Om dit soort van intuïtieve logica van de game te testen worden er in de laatste fase ook externen bij betrokken die geen enkele ervaring hebben met het betreffende games genre. Deze testgroep is dus enigszins vergelijkbaar met de klankbordgroep bij de stedenbouwkundige, alhoewel hun invloed op het definitief ontwerp in deze laatste fase een stuk minder groot zal zijn dan bij het stedenbouwkundig proces.

In de afsluitende vragen/discussieronde komt de test procedure specifieker aan bod.

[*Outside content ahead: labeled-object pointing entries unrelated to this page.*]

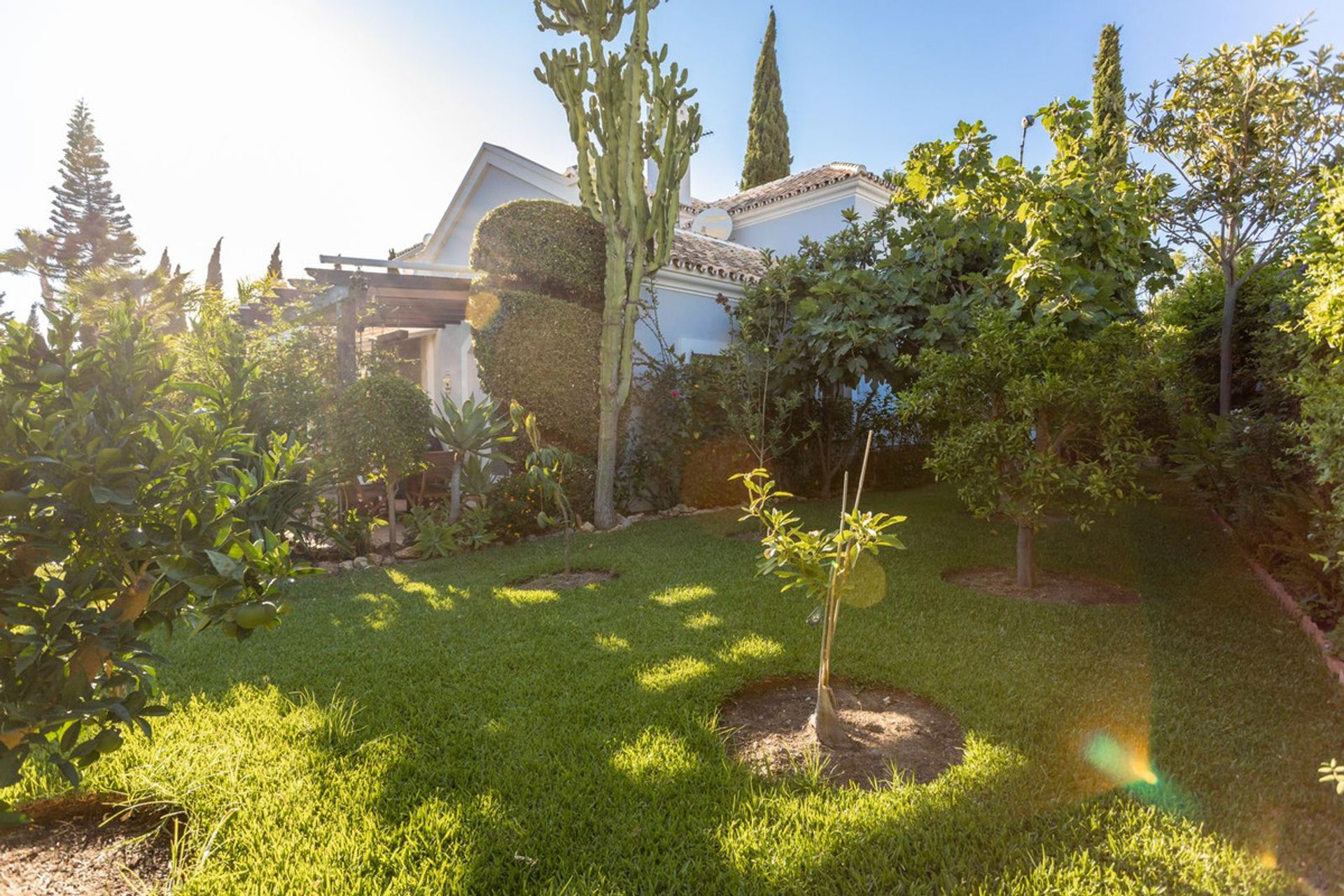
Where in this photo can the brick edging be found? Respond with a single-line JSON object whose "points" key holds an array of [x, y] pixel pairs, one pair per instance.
{"points": [[1292, 609]]}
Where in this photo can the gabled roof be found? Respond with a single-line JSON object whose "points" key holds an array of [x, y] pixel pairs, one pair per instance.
{"points": [[702, 254], [804, 182], [546, 181]]}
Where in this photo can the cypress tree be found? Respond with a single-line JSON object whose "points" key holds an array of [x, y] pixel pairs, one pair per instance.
{"points": [[768, 128], [1110, 143], [89, 225], [214, 277]]}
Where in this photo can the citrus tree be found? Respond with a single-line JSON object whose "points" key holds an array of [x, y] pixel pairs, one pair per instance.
{"points": [[823, 564], [1034, 421], [1246, 130], [125, 505]]}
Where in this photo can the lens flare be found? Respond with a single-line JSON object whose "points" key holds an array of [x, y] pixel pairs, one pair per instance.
{"points": [[1123, 764]]}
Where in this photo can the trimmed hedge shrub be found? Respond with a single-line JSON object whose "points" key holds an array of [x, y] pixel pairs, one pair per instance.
{"points": [[705, 476], [543, 246], [540, 352]]}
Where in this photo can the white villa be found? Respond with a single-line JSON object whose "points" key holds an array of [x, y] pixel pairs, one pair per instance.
{"points": [[717, 250]]}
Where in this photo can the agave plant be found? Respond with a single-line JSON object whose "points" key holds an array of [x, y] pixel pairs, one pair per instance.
{"points": [[470, 430], [820, 564]]}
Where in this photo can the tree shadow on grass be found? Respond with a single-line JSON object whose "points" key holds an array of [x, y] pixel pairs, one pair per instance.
{"points": [[508, 743]]}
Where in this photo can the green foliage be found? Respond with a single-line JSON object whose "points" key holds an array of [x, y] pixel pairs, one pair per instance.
{"points": [[1109, 140], [1189, 318], [1028, 419], [543, 246], [827, 566], [1320, 382], [470, 431], [385, 424], [214, 274], [435, 535], [128, 504], [382, 428], [90, 227], [1247, 130], [768, 128], [542, 352], [824, 321], [624, 109]]}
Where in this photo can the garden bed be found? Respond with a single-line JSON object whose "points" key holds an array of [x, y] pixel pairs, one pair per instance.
{"points": [[768, 726], [86, 846]]}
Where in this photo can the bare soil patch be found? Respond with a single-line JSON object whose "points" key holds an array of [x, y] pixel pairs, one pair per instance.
{"points": [[562, 580], [769, 729], [1051, 587], [86, 846]]}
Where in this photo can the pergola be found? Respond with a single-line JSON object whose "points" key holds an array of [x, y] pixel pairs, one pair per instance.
{"points": [[398, 298]]}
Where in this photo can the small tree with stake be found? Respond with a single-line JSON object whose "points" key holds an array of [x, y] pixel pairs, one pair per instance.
{"points": [[545, 466], [820, 564]]}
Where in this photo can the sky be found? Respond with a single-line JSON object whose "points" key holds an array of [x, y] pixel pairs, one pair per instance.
{"points": [[344, 128]]}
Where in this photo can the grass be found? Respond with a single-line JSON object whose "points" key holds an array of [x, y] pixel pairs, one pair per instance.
{"points": [[425, 729]]}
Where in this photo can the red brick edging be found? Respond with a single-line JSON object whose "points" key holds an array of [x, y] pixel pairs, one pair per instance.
{"points": [[1294, 610]]}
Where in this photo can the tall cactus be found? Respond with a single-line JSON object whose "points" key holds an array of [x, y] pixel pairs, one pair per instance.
{"points": [[624, 109]]}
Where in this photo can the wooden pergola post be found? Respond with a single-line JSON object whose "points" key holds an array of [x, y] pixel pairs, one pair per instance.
{"points": [[347, 330]]}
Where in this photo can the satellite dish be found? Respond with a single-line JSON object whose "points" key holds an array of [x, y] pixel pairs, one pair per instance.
{"points": [[713, 222]]}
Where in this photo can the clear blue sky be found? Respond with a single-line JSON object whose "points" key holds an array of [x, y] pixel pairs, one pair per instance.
{"points": [[339, 127]]}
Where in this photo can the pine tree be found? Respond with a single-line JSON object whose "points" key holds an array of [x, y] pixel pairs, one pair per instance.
{"points": [[89, 225], [768, 128], [214, 277], [1110, 141]]}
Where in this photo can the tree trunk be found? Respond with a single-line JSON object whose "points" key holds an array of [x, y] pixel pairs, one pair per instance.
{"points": [[454, 492], [1026, 556], [825, 722], [1225, 346]]}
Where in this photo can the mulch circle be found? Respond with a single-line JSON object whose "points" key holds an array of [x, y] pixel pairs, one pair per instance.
{"points": [[86, 846], [562, 580], [769, 727], [1051, 587]]}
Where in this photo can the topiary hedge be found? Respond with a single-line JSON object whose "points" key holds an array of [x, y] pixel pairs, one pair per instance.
{"points": [[543, 246], [540, 352]]}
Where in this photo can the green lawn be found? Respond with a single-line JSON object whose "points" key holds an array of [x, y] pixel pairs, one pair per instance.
{"points": [[425, 729]]}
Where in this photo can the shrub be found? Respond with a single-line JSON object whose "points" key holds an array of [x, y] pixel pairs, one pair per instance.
{"points": [[122, 510], [707, 470], [543, 246], [515, 503], [540, 352]]}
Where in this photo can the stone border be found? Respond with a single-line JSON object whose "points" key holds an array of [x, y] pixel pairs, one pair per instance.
{"points": [[1291, 608]]}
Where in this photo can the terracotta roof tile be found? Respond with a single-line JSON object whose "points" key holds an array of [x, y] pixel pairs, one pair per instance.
{"points": [[794, 184], [715, 257]]}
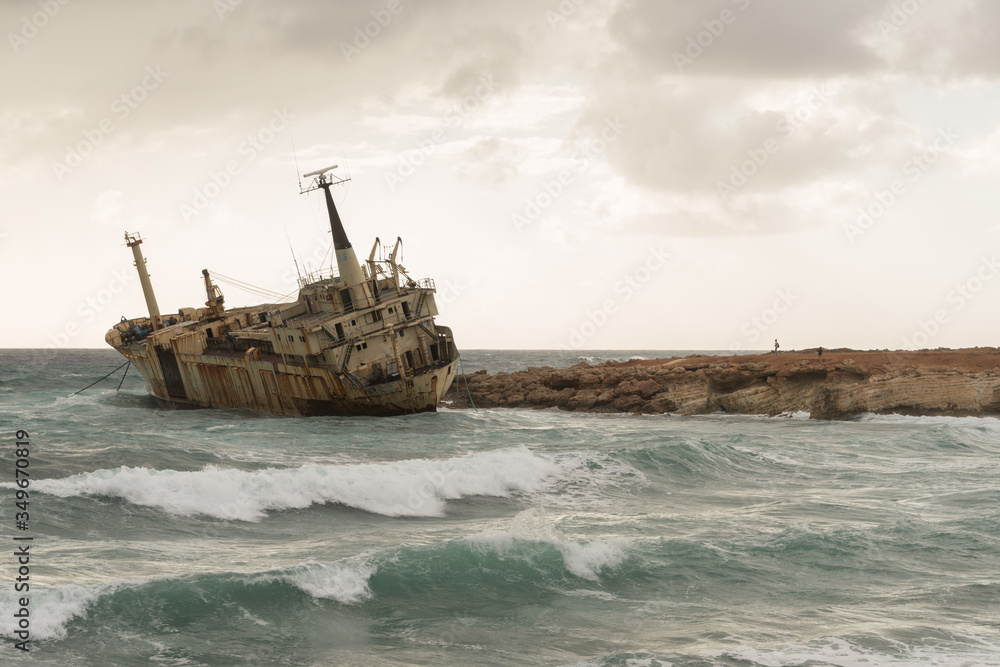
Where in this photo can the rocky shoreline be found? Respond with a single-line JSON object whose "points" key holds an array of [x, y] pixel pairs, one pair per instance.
{"points": [[838, 384]]}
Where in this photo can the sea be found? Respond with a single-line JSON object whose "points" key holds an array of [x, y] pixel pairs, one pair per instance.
{"points": [[486, 537]]}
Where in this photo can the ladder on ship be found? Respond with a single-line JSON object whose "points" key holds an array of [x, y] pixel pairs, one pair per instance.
{"points": [[420, 302]]}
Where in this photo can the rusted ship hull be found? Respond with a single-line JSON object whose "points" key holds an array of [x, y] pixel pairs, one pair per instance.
{"points": [[358, 341], [191, 381]]}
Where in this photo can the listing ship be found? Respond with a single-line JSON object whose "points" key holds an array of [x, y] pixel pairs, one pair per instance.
{"points": [[360, 341]]}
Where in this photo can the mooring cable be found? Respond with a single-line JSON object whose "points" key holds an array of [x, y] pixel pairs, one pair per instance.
{"points": [[103, 378]]}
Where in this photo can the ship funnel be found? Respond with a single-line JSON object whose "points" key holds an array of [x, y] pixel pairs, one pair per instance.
{"points": [[134, 241], [347, 262]]}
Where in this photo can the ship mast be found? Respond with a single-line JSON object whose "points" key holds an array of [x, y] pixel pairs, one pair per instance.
{"points": [[134, 241], [347, 262], [215, 299]]}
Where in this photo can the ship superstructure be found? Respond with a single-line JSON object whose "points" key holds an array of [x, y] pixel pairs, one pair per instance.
{"points": [[362, 341]]}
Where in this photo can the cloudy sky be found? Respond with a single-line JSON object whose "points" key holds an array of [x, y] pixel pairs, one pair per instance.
{"points": [[597, 174]]}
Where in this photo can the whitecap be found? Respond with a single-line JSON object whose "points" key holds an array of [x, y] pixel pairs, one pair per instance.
{"points": [[416, 487]]}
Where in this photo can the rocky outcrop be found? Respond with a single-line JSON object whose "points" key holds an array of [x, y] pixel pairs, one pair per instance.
{"points": [[836, 385]]}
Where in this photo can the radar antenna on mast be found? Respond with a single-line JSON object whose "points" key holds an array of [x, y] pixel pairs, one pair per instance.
{"points": [[322, 179]]}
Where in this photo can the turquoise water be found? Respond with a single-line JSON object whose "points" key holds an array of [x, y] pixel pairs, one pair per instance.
{"points": [[497, 537]]}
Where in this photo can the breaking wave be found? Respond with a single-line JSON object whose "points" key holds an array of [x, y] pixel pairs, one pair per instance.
{"points": [[416, 487]]}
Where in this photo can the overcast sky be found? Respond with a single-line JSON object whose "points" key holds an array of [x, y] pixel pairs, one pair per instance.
{"points": [[597, 174]]}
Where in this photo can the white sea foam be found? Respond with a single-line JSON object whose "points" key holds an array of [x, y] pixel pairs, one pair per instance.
{"points": [[987, 423], [584, 559], [343, 582], [839, 652], [51, 609], [416, 487]]}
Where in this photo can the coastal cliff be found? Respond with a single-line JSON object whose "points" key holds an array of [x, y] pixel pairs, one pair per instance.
{"points": [[837, 385]]}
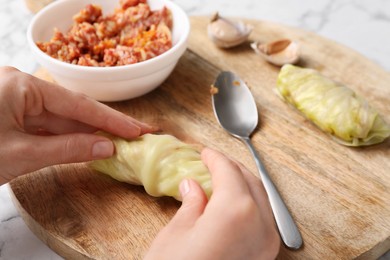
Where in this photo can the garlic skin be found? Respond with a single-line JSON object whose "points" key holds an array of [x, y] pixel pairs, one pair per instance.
{"points": [[227, 33], [279, 52]]}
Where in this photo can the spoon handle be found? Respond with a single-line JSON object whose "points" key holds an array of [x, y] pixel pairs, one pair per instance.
{"points": [[287, 228]]}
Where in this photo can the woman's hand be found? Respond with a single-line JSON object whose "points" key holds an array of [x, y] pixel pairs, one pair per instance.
{"points": [[43, 124], [236, 223]]}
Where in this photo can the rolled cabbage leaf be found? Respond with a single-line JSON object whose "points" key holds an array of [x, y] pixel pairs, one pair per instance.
{"points": [[158, 162], [332, 106]]}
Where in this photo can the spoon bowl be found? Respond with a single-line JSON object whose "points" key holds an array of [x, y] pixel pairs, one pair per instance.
{"points": [[236, 111]]}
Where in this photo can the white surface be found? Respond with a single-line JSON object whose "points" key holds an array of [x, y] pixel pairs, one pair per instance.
{"points": [[361, 25]]}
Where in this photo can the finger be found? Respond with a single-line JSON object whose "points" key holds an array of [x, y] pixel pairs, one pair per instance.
{"points": [[226, 176], [68, 104], [194, 202], [53, 124], [39, 151]]}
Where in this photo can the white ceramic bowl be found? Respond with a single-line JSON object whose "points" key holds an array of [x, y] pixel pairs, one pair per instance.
{"points": [[106, 83]]}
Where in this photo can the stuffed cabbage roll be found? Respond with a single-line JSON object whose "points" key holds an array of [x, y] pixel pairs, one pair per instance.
{"points": [[333, 107], [158, 162]]}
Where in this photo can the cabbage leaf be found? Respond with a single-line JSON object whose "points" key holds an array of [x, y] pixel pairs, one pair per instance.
{"points": [[333, 107], [158, 162]]}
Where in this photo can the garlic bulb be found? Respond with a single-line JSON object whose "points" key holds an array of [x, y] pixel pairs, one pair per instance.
{"points": [[279, 52], [227, 33]]}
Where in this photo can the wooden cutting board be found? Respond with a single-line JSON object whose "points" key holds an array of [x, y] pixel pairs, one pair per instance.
{"points": [[339, 196]]}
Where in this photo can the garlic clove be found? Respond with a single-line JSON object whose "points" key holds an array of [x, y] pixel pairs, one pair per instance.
{"points": [[227, 33], [279, 52]]}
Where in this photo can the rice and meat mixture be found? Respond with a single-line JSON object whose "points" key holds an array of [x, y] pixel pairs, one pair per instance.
{"points": [[133, 33]]}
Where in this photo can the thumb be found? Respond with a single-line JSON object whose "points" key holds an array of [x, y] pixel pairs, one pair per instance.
{"points": [[69, 148], [194, 202]]}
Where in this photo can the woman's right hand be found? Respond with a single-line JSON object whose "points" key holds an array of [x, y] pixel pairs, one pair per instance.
{"points": [[237, 222]]}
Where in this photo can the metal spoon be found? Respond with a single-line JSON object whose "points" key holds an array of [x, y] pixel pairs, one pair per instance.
{"points": [[236, 111]]}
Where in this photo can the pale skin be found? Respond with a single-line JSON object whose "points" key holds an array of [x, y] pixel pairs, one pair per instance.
{"points": [[42, 124]]}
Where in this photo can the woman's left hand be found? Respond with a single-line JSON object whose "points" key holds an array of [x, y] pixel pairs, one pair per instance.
{"points": [[44, 124]]}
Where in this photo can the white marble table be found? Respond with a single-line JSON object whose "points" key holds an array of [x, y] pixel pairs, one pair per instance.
{"points": [[361, 25]]}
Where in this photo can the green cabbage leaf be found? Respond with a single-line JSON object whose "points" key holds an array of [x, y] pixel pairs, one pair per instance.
{"points": [[332, 106], [158, 162]]}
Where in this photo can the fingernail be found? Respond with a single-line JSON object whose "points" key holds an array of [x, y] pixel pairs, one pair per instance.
{"points": [[102, 149], [184, 187]]}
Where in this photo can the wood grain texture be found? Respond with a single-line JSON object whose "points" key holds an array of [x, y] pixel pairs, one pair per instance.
{"points": [[339, 196]]}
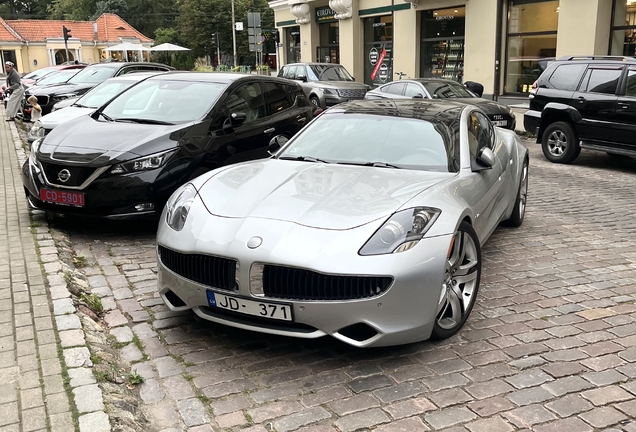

Verschillende game studio’s hebben hiervoor andere proceduren, een het komt ook voor dat er in alle fasen van het  ontwerp getest wordt, op telkens andere dingen.

Verder wordt er in de discussie  ingegaan op de overeenkomsten tussen beide praktijken. Naar voren komt dat het bij beide de taak is om de wensen van de ‘consument’ te vertalen. Een andere overeenkomst ligt met name op het gebruik van visualisatietechnieken, een gebied waar beide disciplines elkaar zeker kunnen ondersteunen. Daarnaast vraagt een game-developer zich af of de ontwikkeling van sandbox games (games die virtuele ruimten bevatten die vrij doorkruisd kunnen worden) misschien dichter bij de praktijk van de stedenbouwkundige  benadert - wat Baier beaamt.  In een grote virtuele stad zoals in ‘Grand Theft Auto IV’ is het bijvoorbeeld noodzaak de omgeving te voorzien van bewegwijzering, zodat de speler bijvoorbeeld zijn weg kan vinden naar de snelweg. Baier vat samen:, ‘The bigger the scale of the game world. the more likely that you use knowledge from the real world to create it’.